/presto-kudu

Presto connector for Apache Kudu

Primary LanguageJavaApache License 2.0Apache-2.0

Presto-Kudu

The Presto Kudu connector allows querying, inserting and deleting data in Apache Kudu

Integration into PrestoDB distribution

Starting with Presto 0.209 the presto-kudu connector is integrated into the Presto distribution. Syntax for creating tables has changed, but the functionality is the same. Please see Presto Documentation / Kudu Connector for more details.

Migration

If you want to migrate from Presto <= 0.208 with this Kudu connector to a newer Presto version with the integrated Kudu connector, perform following steps:

  • Stop Presto 0.208

  • Delete the table $schemas from Kudu using the Java or Python Kudu client.

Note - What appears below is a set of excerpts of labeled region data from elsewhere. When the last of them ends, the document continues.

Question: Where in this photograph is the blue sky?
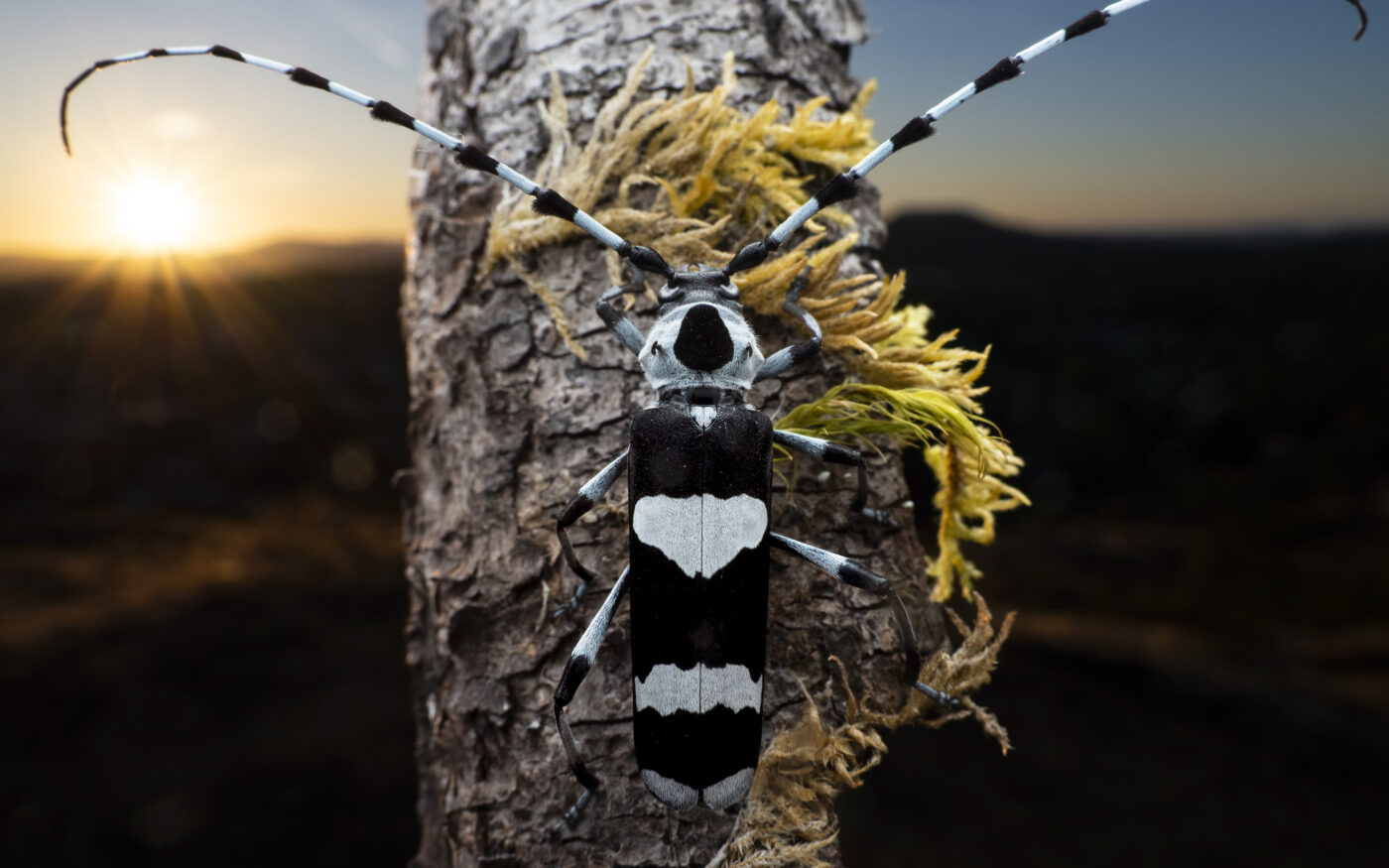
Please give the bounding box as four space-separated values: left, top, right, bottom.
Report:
0 0 1389 253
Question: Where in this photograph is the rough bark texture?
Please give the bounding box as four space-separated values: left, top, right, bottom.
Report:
400 0 942 865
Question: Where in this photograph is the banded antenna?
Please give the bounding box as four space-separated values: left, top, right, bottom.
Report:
723 0 1147 275
59 46 675 279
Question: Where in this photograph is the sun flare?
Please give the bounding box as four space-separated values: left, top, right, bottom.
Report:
108 175 198 253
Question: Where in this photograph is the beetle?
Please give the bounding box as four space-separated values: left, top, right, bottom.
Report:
62 0 1172 826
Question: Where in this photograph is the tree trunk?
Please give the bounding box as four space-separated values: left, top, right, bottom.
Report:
400 0 942 867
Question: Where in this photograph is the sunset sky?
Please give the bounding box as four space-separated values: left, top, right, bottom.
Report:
0 0 1389 256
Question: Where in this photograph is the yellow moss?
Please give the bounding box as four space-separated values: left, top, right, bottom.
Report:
485 52 1027 867
485 53 1027 600
709 594 1013 868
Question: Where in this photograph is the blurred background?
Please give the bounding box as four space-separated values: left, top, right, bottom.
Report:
0 0 1389 867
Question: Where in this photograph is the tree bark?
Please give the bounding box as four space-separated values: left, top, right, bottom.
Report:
400 0 942 867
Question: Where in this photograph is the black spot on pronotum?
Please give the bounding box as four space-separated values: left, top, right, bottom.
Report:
973 57 1022 93
675 305 733 371
371 100 416 129
289 66 327 90
1066 10 1110 39
208 46 246 63
531 188 579 222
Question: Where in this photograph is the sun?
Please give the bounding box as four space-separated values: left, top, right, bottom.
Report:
107 174 198 253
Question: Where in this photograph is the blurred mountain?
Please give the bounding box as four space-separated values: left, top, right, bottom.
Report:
0 243 407 513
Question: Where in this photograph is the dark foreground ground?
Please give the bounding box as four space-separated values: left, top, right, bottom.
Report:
0 218 1389 868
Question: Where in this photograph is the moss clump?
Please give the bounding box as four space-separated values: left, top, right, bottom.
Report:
485 53 1027 600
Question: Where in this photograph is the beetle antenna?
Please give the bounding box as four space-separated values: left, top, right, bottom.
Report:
723 0 1155 275
59 46 674 278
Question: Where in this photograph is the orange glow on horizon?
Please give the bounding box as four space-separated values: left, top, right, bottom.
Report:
105 173 204 253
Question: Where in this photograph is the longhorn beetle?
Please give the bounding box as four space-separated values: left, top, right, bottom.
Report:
62 0 1147 822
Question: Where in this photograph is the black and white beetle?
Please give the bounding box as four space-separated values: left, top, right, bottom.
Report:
62 0 1167 820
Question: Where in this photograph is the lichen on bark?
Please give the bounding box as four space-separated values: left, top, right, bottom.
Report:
400 0 1011 865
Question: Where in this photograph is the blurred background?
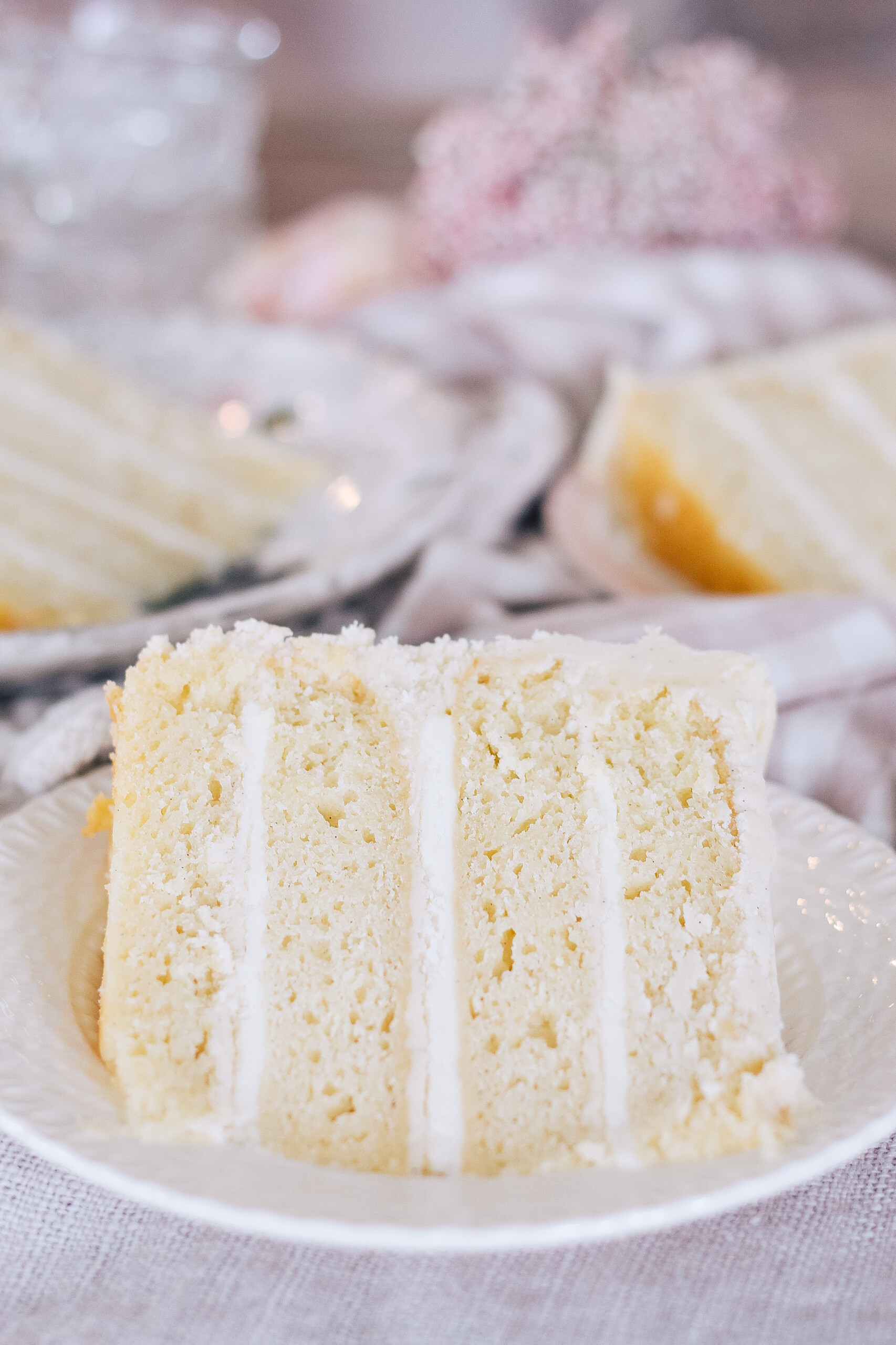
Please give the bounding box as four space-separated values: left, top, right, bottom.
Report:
253 0 896 261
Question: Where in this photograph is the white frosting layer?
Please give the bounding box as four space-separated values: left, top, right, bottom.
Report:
408 713 463 1175
706 389 896 598
232 701 273 1141
0 444 226 567
578 753 637 1163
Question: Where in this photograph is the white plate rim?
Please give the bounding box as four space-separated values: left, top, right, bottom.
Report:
0 772 896 1254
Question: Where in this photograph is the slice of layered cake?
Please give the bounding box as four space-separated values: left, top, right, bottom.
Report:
0 319 309 631
101 622 805 1174
580 324 896 600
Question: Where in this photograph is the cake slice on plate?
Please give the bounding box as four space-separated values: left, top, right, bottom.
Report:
101 622 805 1174
573 324 896 600
0 319 312 631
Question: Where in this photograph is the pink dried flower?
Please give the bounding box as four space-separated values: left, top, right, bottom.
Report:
410 14 843 276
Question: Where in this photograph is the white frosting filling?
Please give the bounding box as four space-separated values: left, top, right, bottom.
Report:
408 713 463 1175
706 389 896 598
578 753 638 1165
232 701 273 1141
0 523 130 598
822 371 896 468
0 444 226 569
0 370 238 507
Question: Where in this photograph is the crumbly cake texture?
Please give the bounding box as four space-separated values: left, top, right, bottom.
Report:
581 323 896 600
0 319 309 629
100 622 807 1175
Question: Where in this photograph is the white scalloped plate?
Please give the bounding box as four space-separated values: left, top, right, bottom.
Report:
0 772 896 1252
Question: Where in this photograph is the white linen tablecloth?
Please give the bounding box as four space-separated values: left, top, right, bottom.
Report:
0 1138 896 1345
0 594 896 1345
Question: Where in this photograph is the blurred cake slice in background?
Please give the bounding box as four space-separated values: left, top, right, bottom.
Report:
0 320 309 629
548 323 896 600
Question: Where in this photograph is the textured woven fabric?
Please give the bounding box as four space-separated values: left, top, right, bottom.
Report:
0 1139 896 1345
0 594 896 1345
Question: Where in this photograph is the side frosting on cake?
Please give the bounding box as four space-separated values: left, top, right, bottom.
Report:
100 622 807 1174
580 323 896 601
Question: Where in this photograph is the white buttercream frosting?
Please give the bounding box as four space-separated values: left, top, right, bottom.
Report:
232 701 273 1141
409 713 463 1175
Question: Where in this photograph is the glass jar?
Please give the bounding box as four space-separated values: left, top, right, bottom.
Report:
0 0 280 316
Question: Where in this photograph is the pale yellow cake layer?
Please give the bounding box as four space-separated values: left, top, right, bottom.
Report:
0 319 314 627
101 632 410 1173
100 624 249 1138
0 320 309 500
0 476 211 601
731 374 896 576
581 324 896 598
608 380 843 593
0 523 136 631
101 622 805 1175
259 640 412 1173
452 653 603 1174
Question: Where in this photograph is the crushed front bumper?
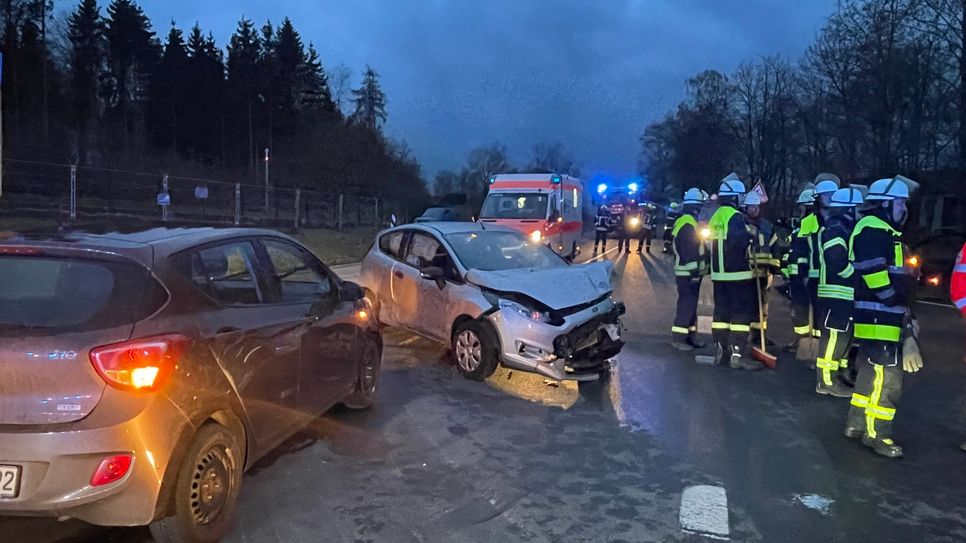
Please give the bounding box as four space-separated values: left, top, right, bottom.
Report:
487 297 625 381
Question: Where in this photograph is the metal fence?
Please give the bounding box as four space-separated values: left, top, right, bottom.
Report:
0 159 389 230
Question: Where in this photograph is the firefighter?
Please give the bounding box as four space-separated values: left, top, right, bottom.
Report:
949 240 966 452
815 188 862 398
662 202 681 254
785 188 815 352
845 178 922 458
709 174 763 370
637 204 657 254
672 188 708 351
594 204 610 255
742 192 781 344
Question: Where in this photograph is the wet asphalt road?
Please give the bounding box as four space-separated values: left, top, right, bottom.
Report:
0 244 966 542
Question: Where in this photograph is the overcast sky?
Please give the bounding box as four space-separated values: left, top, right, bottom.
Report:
136 0 836 183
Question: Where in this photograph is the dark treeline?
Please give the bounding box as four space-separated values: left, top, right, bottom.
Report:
641 0 966 208
0 0 426 210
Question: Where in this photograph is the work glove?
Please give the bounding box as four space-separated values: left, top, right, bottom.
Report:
902 336 922 373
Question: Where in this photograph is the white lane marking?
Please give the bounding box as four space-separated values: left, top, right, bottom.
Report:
581 247 617 264
794 494 835 515
698 315 712 334
916 300 956 309
678 485 731 540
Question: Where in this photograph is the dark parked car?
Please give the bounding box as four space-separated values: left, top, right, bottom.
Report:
0 228 382 541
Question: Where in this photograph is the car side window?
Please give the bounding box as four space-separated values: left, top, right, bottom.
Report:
189 241 263 305
379 230 406 260
406 232 445 269
262 239 333 303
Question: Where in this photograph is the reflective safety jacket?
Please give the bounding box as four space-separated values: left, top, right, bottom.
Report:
818 215 855 330
849 215 916 344
748 219 781 277
949 244 966 315
671 213 708 278
789 213 822 279
708 206 753 281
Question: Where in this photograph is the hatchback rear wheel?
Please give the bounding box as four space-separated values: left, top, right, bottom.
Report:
453 321 500 381
151 424 244 543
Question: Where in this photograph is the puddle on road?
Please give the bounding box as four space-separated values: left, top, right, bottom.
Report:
486 366 580 409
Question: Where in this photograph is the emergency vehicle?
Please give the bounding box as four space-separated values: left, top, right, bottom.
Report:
480 173 584 256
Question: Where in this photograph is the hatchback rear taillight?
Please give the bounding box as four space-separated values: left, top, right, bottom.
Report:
91 454 134 486
90 335 188 391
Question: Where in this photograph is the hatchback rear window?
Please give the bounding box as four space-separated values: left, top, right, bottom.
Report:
0 256 167 337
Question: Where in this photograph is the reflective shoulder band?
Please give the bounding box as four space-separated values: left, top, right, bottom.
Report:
855 298 912 315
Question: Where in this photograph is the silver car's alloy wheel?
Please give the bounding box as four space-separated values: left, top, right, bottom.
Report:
456 330 483 372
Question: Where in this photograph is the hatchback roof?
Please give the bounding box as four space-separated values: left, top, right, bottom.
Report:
0 227 291 266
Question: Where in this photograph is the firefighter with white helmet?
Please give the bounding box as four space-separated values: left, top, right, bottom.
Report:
742 191 781 342
815 188 862 398
671 188 708 351
845 176 922 458
708 174 763 370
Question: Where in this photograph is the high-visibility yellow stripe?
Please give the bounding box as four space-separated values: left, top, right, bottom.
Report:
865 364 885 439
855 323 902 343
862 270 889 288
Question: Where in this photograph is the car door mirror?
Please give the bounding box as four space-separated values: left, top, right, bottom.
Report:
419 266 446 289
339 281 366 302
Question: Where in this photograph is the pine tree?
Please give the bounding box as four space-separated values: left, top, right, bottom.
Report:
148 21 188 149
228 18 265 175
104 0 161 148
351 66 387 132
67 0 105 161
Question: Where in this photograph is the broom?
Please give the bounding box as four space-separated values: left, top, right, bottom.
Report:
749 260 778 369
795 301 819 362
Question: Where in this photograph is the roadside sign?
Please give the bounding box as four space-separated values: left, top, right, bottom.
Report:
751 181 768 203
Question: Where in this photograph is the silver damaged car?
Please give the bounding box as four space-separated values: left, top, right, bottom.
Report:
360 222 624 381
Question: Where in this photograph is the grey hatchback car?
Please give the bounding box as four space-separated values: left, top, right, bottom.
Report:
0 228 382 541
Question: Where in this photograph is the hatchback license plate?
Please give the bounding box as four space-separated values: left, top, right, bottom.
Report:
0 466 20 499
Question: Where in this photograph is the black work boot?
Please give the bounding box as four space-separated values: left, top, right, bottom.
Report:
728 346 765 371
862 436 902 458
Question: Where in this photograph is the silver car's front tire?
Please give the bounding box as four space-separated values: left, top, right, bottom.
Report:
453 321 499 381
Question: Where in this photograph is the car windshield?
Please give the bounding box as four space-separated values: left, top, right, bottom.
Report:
446 231 567 271
480 192 547 219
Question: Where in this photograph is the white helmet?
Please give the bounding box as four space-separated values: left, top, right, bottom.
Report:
682 188 706 204
741 191 761 206
718 173 745 197
815 179 839 196
796 189 815 205
828 187 862 207
865 178 909 202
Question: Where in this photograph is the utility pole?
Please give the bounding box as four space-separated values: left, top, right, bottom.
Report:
265 147 268 211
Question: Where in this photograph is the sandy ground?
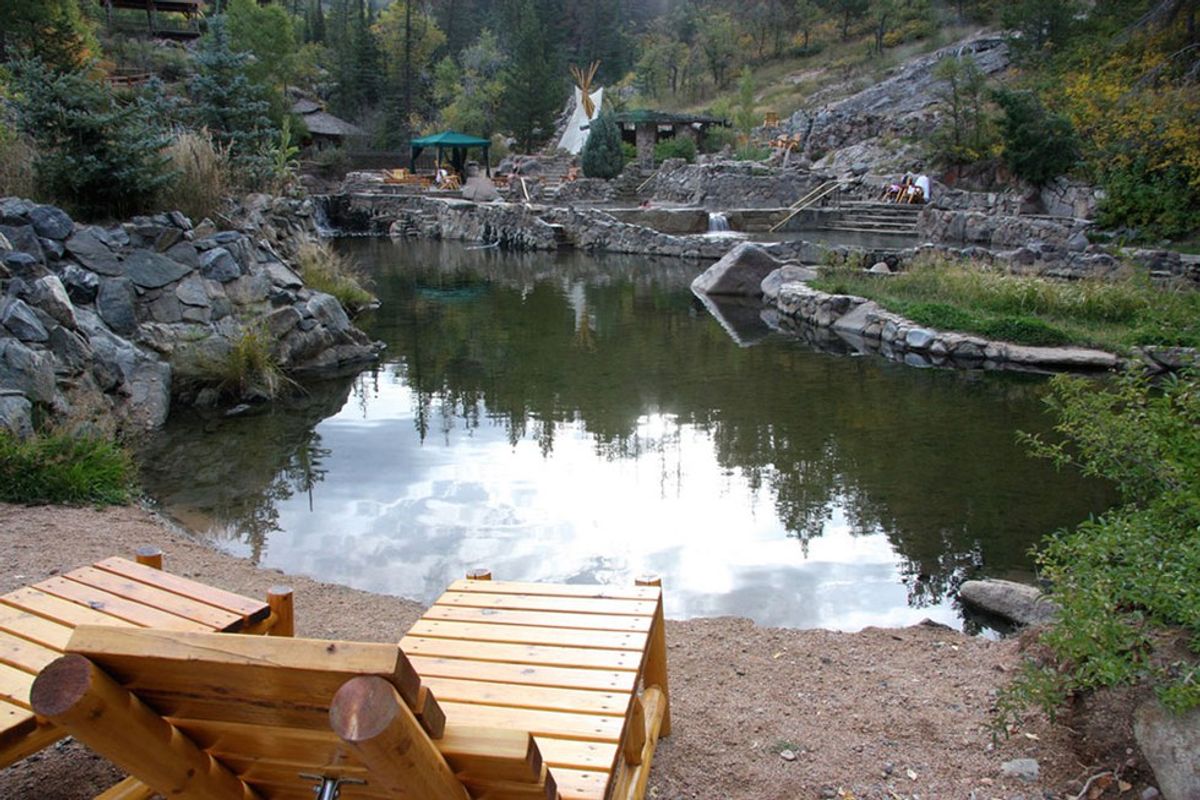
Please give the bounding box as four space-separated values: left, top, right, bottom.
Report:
0 504 1142 800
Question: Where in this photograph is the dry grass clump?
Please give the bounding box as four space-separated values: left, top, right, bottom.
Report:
296 242 376 314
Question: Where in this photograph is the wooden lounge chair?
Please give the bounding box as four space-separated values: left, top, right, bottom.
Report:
0 548 294 798
31 579 670 800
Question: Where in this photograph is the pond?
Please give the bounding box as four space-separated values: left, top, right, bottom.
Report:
140 240 1114 630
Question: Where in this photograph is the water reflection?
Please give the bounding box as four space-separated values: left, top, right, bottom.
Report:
144 241 1110 628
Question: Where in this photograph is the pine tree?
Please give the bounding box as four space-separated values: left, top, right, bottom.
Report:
582 110 625 180
502 0 563 152
188 14 272 179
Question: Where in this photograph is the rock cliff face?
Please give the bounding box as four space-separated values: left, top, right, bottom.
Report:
0 197 376 432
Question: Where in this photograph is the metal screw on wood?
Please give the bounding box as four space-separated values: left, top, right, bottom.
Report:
300 772 367 800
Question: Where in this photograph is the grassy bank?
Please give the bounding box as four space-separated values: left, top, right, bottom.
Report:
0 431 134 506
812 259 1200 353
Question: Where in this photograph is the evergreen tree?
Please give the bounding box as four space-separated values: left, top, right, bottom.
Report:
502 0 563 152
992 89 1079 186
582 110 625 180
188 14 272 179
13 60 173 218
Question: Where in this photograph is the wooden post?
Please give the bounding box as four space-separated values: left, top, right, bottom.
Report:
329 675 468 800
624 694 646 766
30 655 258 800
635 575 671 736
266 585 296 636
134 547 162 570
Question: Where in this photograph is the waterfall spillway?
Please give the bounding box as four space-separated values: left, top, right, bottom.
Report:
708 211 730 234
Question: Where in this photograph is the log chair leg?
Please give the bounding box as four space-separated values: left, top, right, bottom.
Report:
266 585 296 636
329 675 468 800
636 576 671 736
30 654 258 800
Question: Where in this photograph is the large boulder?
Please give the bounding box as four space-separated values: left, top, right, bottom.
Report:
1133 699 1200 800
691 242 781 297
959 578 1058 625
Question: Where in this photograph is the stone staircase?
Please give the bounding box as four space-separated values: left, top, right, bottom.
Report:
821 200 923 235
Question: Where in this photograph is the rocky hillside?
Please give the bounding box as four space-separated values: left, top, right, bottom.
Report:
0 197 376 441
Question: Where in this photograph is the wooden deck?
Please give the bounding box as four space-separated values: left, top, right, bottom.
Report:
0 558 275 768
400 581 667 800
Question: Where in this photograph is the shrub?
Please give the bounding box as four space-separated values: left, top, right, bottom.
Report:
296 242 376 314
654 137 696 164
13 60 172 218
0 429 134 505
992 89 1079 186
162 131 232 222
1000 372 1200 724
582 112 625 180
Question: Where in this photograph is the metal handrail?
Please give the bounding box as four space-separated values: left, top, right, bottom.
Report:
770 180 841 233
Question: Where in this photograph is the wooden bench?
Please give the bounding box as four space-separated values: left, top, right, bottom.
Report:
31 579 670 800
0 556 294 796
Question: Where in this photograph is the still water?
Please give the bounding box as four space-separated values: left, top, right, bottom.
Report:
143 240 1112 630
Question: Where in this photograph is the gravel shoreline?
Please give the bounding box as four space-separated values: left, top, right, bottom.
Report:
0 504 1118 800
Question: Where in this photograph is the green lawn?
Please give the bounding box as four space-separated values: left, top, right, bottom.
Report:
812 260 1200 354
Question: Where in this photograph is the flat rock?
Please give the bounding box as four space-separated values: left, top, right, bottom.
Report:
29 205 74 241
691 242 781 297
959 578 1058 625
66 225 124 277
1133 699 1200 800
0 299 50 342
125 250 192 289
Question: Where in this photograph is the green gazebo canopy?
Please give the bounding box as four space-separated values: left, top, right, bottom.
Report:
408 131 492 175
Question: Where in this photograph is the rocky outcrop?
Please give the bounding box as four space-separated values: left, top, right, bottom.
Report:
1133 699 1200 800
0 196 376 432
691 242 781 297
959 578 1058 625
774 273 1121 369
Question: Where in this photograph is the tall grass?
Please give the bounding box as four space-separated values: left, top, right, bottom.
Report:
161 131 233 222
296 242 376 314
812 259 1200 353
0 429 134 505
175 326 296 399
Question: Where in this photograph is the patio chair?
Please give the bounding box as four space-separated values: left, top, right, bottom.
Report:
31 579 670 800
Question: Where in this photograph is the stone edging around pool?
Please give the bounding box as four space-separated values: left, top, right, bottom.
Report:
763 281 1124 371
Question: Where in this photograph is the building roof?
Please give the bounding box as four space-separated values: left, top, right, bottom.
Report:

This table will be recreated automatically.

  • If you want to continue using the schema emulation used in this old connector, set following property in the kudu.properties:

    kudu.schema-emulation.prefix=
    
  • Start Presto >= 0.209

Compatibility

Version Compatibility Details
Apache Kudu 1.8.0 yes tests ok
Apache Kudu 1.7.0/1.7.1 yes by full API- and ABI-compatibility of Kudu Java Client 1.8.0
Apache Kudu 1.6.0 yes by full API- and ABI-compatibility of Kudu Java Client 1.8.0
Apache Kudu 1.5.0 yes by full API- and ABI-compatibility of Kudu Java Client 1.8.0
Apache Kudu 1.4.0 yes by full API- and ABI-compatibility of Kudu Java Client 1.8.0
Presto 0.208 yes tests ok

Support for older Presto versions see release history

Installation

Please follow the below steps to query Apache Kudu in Presto.

Deploying Kudu server

Follow installation guide at Apache Kudu.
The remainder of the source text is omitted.